I work in the rural backwater of Western North Carolina. And this is generally a good thing, except for days when I find two dogs on the side of Highway 74 on my way to work on my FIRST DAY OF CLASS FOR THE SEMESTER (in single digit weather, in the snow, dogs without tags, without microchips, without any discernible way for me to tell from whence they came, most likely because they were dumped -- maybe dumped in the hope that someone like me would pick them up and take them in).
Freaking ruined my first day back, by the way. I'm just glad that I have good friends who let me stow said dogs in their basement while I taught (and I'm so glad that I have tenure. Otherwise, my performance in my class, compromised by the fact that my mind was on the displaced dogs, might have profound implications for my career). Now the dogs are in my home office, 40 miles or so from where I found them (I work 50 miles from my house, and my journey takes me through the mountain wilds of North Carolina. It's a beautiful drive, except on days like today, when the drive is tainted...and this isn't the first time I've picked up animals along this route).
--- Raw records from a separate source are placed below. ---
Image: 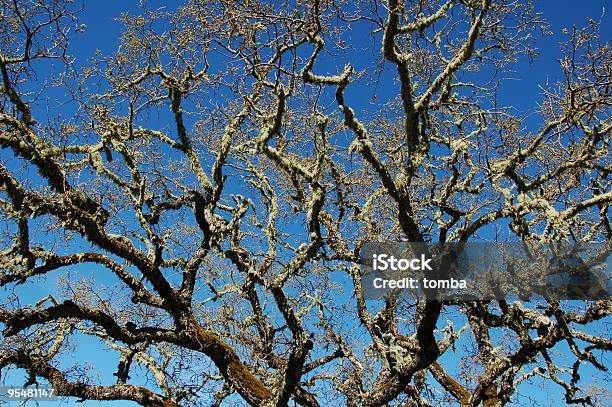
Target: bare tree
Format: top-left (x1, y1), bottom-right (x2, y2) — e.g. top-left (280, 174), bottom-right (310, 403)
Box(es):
top-left (0, 0), bottom-right (612, 407)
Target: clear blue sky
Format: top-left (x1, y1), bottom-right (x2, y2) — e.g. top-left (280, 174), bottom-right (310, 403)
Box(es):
top-left (0, 0), bottom-right (612, 407)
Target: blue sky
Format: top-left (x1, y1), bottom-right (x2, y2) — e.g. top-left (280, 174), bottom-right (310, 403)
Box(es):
top-left (0, 0), bottom-right (612, 407)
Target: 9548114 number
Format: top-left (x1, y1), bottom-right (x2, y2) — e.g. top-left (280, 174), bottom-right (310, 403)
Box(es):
top-left (0, 386), bottom-right (57, 401)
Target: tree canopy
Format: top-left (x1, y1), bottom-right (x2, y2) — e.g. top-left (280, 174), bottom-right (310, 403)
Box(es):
top-left (0, 0), bottom-right (612, 407)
I'm one of those people who finds dogs and cats, which is to say that I am one of the ones who stops when I see them. I'm one of the ones who takes them in, one of the ones who keeps them and finds homes for them. I'm not chosen; I'm not someone special, and I'm certainly not someone who believes that it's my destiny to find stray and abandoned animals. But I am someone who notices them. And while many people might see them as they wind along the highway, most people don't stop to take them in. So in this sense, I'm special. Or whatever. But I shouldn't be.
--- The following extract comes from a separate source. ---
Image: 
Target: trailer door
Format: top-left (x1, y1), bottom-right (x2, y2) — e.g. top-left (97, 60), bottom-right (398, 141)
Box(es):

Dogs constitute one component of our minion biota, a species that we, homo sapiens, continue to perpetuate, even as we decimate numerous other species by virtue of our environmentally destructive, overly consumptive excesses. Dogs are in the company of our other minion biota, cats, for example, as well the species that we consume: pigs, chickens, and cows. These species survive because we allow them to survive, because we need them in some way -- either as consumable objects or companions. But in both contexts, they exist at our whim; dogs and cats are still "other," creatures that we can abandon if we need or even want, if they get sick, if housing them is inconvenient. Cows, chickens, and pigs are food, manufactured for consumption, not to live a life during which they might experience happiness, comfort, or even companionship.
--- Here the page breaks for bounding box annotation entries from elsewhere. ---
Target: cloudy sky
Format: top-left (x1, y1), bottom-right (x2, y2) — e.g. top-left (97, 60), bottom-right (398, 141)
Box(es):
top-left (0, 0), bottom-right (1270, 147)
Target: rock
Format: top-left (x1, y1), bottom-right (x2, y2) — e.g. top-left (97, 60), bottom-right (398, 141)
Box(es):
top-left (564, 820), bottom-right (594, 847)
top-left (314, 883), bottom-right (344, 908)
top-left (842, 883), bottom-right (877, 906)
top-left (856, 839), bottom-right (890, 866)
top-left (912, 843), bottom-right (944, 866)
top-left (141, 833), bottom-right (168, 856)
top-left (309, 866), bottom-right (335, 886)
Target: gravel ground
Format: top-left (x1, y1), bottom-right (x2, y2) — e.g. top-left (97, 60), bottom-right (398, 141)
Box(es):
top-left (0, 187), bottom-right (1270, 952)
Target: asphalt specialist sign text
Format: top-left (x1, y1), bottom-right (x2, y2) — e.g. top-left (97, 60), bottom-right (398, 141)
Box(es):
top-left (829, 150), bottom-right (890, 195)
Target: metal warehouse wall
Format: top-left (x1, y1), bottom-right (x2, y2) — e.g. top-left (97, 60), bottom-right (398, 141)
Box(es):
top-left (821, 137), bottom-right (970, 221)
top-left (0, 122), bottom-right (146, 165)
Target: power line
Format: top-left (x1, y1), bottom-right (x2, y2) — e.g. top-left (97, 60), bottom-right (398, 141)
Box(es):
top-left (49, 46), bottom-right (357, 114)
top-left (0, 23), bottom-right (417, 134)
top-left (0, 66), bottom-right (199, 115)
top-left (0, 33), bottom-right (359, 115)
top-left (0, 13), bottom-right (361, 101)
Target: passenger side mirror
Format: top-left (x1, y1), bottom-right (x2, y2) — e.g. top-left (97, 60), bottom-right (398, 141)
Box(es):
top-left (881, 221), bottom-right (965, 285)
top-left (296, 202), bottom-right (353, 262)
I have these abandoned dogs, now, and I'll find a place for them, as I've done for many others. And my feelings for them are not sentimental. These dogs (chickens, pigs, cows) should have the same right to a life without suffering that I have. So I'll do whatever I can to ensure that they get it.
My friend at an animal shelter in Athens, GA said that in December and May (end of semester, you'll notice), Athens would be flooded with abandoned pets. People leave their lamps by the curb and just let out their animals... and go home. It's infuriating.
ReplyDeleteI notice the not-seeing phenomenon most with roadkill. You go along, and maybe it's been a bad day for the skunks emerging from their dens (my bet on this week this year is for March 27, if anyone wants to bet.) And you say to the person driving with you, "Boy, that's three road-killed skunks and a raccoon in eight miles--you can really see the soil's warming up." And what you get in return is the blank stare: they literally didn't even see the corpses. Maybe the people who hit them didn't see them, either. I think it's very true that we don't see what we aren't educated, one way or another, to see.
ReplyDeleteBut what is sentiment? Is it an inherently bad thing? Because my feeling for my commensal animals is pretty sentimental.